Белый город, сложенный из инкерманского камня, амфитеатром замыкал зеленую сверкающую воду залива.

1943

Кузьма Тарасюк

— Вот так Тарасюк!

— Вот тебе и вобла, карие глазки!

— Отчудил!

— И откуда прыть взялась?!

— Прямо лев!

— А до чего кислый парень был.

— Теперь он немцу кислый!

Тарасюк стоит посреди землянки. Застенчивая, расслабленная улыбка блуждает на его изможденном грязном лице. Он пытается расстегнуть крючки на обледеневшей шинели, но пальцы плохо слушаются.

Кто-то из бойцов помогает ему снять шинель, и от этой дружеской услуги он еще больше теряется.

Кто-то дает ему в руки горячую кружку с чаем, еще кто- то сыплет в кружку сахар, чуть не весь недельный паек.

— Сбрось валенки.

— Орлы! У кого что есть — тащи.

Ему дают валенки, теплые, только что снятые с ног, а владелец их залезает на нары.

Целую банку разогретых консервов ставят ему на колени и тут же суют скрученную цыгарку и подносят огонь.

Тарасюк не знает, что ему сначала делать: надеть сухие валенки, пить чай, есть консервы или курить?

С головы Тарасюка сматывают окровавленные тряпки и бинтуют чистым бинтом.
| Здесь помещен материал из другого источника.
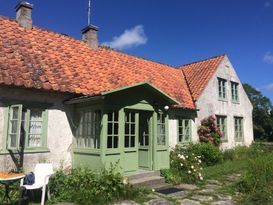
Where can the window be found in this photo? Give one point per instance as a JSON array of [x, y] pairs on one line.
[[26, 127], [112, 130], [221, 122], [88, 130], [238, 127], [234, 92], [161, 133], [222, 89], [130, 129], [184, 130]]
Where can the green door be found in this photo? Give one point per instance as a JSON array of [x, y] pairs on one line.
[[145, 141], [131, 141]]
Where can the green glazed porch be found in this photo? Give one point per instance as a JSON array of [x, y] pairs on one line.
[[128, 126]]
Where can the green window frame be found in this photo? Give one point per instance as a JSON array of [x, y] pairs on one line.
[[221, 122], [161, 129], [130, 130], [184, 130], [222, 90], [26, 127], [235, 92], [238, 128], [88, 128], [112, 130]]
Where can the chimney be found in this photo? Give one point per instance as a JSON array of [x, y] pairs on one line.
[[90, 36], [23, 14]]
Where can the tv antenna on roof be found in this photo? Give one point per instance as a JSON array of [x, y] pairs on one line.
[[89, 12]]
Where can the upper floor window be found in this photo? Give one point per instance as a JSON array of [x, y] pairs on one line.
[[238, 128], [88, 130], [221, 122], [184, 130], [161, 129], [234, 92], [26, 127], [222, 94]]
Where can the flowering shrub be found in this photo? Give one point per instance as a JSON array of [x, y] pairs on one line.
[[186, 164], [208, 131]]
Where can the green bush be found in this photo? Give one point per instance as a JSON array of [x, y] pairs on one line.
[[257, 182], [208, 131], [210, 154], [83, 186]]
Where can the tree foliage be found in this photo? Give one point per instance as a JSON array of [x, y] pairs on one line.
[[262, 114]]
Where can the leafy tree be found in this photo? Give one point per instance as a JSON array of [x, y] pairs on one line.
[[262, 113]]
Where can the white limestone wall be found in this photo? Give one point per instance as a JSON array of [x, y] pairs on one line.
[[59, 137], [208, 104]]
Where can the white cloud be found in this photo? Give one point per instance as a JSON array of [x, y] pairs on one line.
[[269, 87], [130, 38], [268, 58]]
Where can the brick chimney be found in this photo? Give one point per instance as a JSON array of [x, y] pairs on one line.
[[90, 36], [23, 14]]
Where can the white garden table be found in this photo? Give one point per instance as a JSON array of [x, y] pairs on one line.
[[7, 179]]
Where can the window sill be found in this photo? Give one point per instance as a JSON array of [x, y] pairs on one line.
[[26, 151]]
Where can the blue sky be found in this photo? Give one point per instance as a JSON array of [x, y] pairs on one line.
[[174, 32]]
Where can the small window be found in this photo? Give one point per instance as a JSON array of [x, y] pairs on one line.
[[238, 127], [221, 122], [184, 130], [26, 127], [130, 130], [88, 130], [112, 130], [222, 89], [234, 92], [161, 129]]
Тарасюк покорно подчиняется всему.

Он не может произнести ни одного слова…

У него першит в горле. Он все время откашливается.

Ему хочется плакать.

Тарасюк трет глаза и шепотом говорит:

— Печь дымит очень.

И трет глаза. А печь вовсе не дымит.

Кто-то ворошит солому на нарах, стелет сверху плащ- палатку, готовит изголовье.

Чумаков, самый грубый человек в отделении, кричит:

— Сегодня козла отставить! Тарасюк спать должен. Понятно?

А Тарасюк все никак не может справиться с блаженной, расслабленной улыбкой на своем лице. Сладкое самозабвение, почти как сон, не покидает его.

Тарасюк ложится на нары. Он притих. Его накрыли шинелями. Свет коптилки отгородили газетой.

Но Тарасюк спать не может. Он дрожит под шинелями. Дрожит не от озноба, нет. Слишком непомерно волнение, которое он переживает сейчас.

Есть одна простая мера отношений человека к человеку на войне.

Эта мера воздается мужским воинским товариществом. И нет ничего справедливей этой меры. Став солдатом, ты увидишь ее в большом и малом, и будет она твоей гордостью, любовью, совестью, всем на свете, и дороже жизни.

Тарасюк был одинок. Но в этом виноват был он сам.

После первого боя командир проверял у новых бойцов количество оставшихся боеприпасов. Тарасюк израсходовал только шесть патронов.

— Почему мало стреляли?

Тарасюк молчал.

— Товарищ Тарасюк, в чем дело?

— У меня… Я… Видимой цели не было, — промямлил Тарасюк.

А потом к Тарасюку подошел боец Липатов и горячо сказал:

— Зачем про цель наврал? Страшно было. Ведь, правда, страшно? Дашь по нему раз, а он по тебе очередь. А ты молчишь, и он молчит. Ведь так?

— Нет, — сказал Тарасюк, хотя это действительно было так.

— Значит, ты вон из каких. Ну, ладно, — сказал Липатов.